"Kapatabilirsin gözlerini.."
Gözlerindeki okyanustan çıkıp kendime gelmeye çalıştım. Okyanuslar mavi mi olurdu? Ya da turkuaz? Lacivert, yeşil? Bu saaten sonra okyanusun ne renk olduğu umurumda değildi. Benim okyanusum griydi.
"Efendim?"
"Dedin ya annem yönlendirirdi diye.. Ben yönlendireceğim işte kapat gözlerini."
Kar sessizliğini bölen bir ses vardı artık kulaklarımda. Patlarcasına atan kalbimin sesi. Burak'ın bu sesi duyup duymadığını bilmiyordum. Duymaması için içimden dualar ederken kalbimi sakinleştirmeye çalışıyordum. Ama nafile..
Ses kulaklarımda gittikçe artarken Burak'ın gümüşservi gözlerine baktığım sürece sakinleşemeyeceğimi fark ettim. Başımı hemen önüme çevirip kapattım gözlerimi. Madem bu bahaneyle elini tutabilmiştim yalan olmasındı bari.
Az önceki huzurlu andaydım yine ama tek bir farkla. Kalbim huzurla dingin atışlar yerine heyecandan gümbür gümbür atmayı tercih ediyordu.

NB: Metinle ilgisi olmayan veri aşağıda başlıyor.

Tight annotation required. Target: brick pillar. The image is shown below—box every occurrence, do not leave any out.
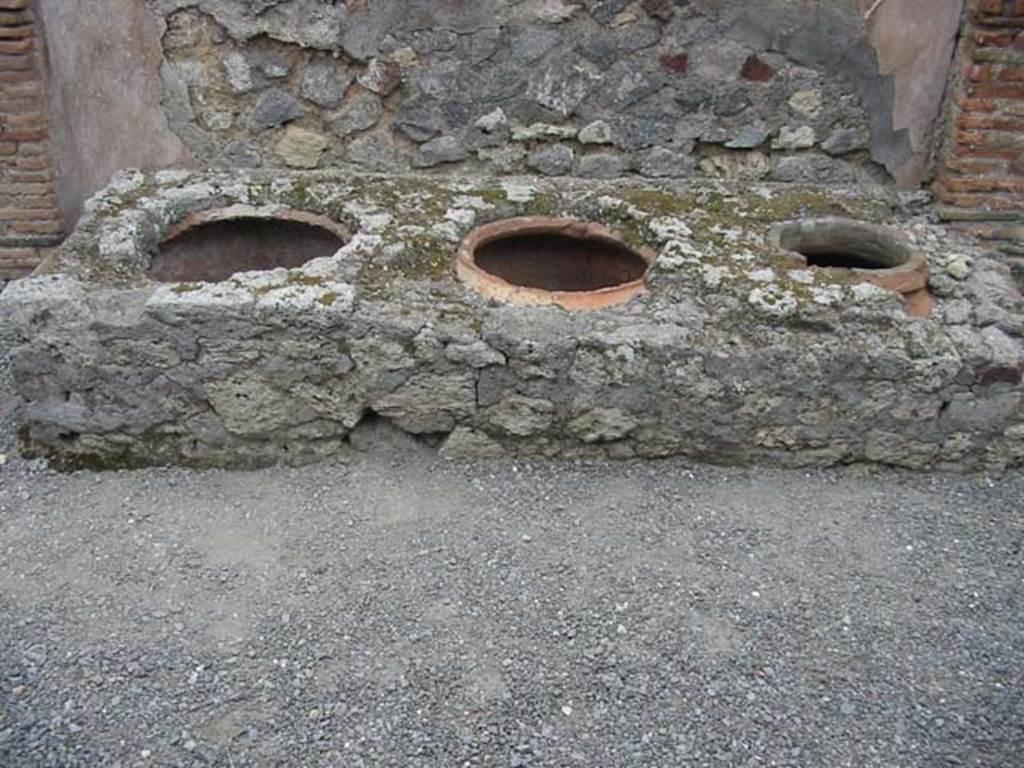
[0,0,65,281]
[935,0,1024,253]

Burak'ın yönlendirmesiyle uzun bir süre elim elinin içinde yürümüştük. Vücudum elinin sıcaklığına alışırken beynim bunun mümkün olmadığını söyleyip duruyordu. Soğuk duvar suratlı Burak'ın ellerinin sıcacık olması biricik beynimi şaşkına uğratmış olmalıydı.
Gözlerimi hafifçe açıp etrafa baktım. Parka kadar gelmiştik. Gözlerimi açtığımı anlarsa elimi bırakır mıydı? Eve gidene kadar gözün kapalı durursan da çok saçma olur. Ama elimi bırakacak. Bırakmasını istemiyorum.

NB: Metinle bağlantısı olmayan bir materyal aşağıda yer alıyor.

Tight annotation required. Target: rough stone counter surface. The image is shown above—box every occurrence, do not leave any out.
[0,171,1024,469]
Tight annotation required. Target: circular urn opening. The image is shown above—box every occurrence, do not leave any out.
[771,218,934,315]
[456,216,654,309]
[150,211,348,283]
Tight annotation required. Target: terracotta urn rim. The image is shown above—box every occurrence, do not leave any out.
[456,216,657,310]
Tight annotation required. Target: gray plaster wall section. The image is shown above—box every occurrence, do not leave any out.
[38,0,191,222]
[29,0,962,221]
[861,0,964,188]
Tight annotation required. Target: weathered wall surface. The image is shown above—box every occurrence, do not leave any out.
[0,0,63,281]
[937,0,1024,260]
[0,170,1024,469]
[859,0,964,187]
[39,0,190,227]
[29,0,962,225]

Burak'a çaktırmamaya çalışarak açtım gözlerimi. Parkın yürüyüş yoluna doğru gidiyorduk.
Akşam ezanı okunmaya başlamıştı. Karnımda hafiften acıkmıştı valla. Burak'ın istersem benimle geleceğini bilsem önce yemek yer sonra çıkardım. Ama öyle aniden hazırlan deyince önce yemek yemek aklıma bile gelmemişti.
"Acıktın mı?"
Burak'ın bana dönmesiyle suç üstü yakalanmış gibi hissetmiştim. Sanki şimdi bana 'Niye gözünü açtığını söylemiyorsun bırakırdım elini?' diyecekti ve ben bu rüyadan uyanacaktım.
"Biraz galiba." Midem benimle inatlaşırcasına guruldarken gözlerimi kocaman açarak Burak'a baktım. Rezillikti gerçekten!
"Biraz değil galiba." diyerek önüne döndü. Yandan gizlice ona baktığımda dudağının kenarının hafifçe havalanmak üzere olduğunu görmüştüm. Saklamaya çalışıyordu ama gülesi geliyordu.
"Parkın sonunda çok güzel bir pizzacı var oraya gidebiliriz?"
Yüz ifadesi eski düz haline geri dönmüştü. Yine de elim halâ sıcacık avucunun içindeydi.
Aslında evde yemek vardı. Salatayı bile doğramıştım ama Burak bunu bilmiyor olabilir miydi? Olabilirdi. Olmayadabilirdi. Evde yemek istemiyor muydu? Yaptığım yemekleri mi beğenmiyordu? Ama öyle olsa yemezdi. Sonuçta ben zorla yedirtmiyordum. Gece geldiğinde kendisi yiyordu. Ama sabah bana bunları yapmak zorunda değilsin demişti acaba bu alttan alttan 'Yemek yapma güzel yapmıyorsun.' anlamına mı geliyordu? İyi de sonuçta benim aç kalmamak için illaki yemek yapmam gerekiyor. Beğenmiyorsa yemesi-
"Bu kadar zor bir soru değildi sanki?"
Burak'ın sesiyle çıktım düşünce denizinden. O seslenmese sabaha kadar böyle düşünürdüm herhalde ben.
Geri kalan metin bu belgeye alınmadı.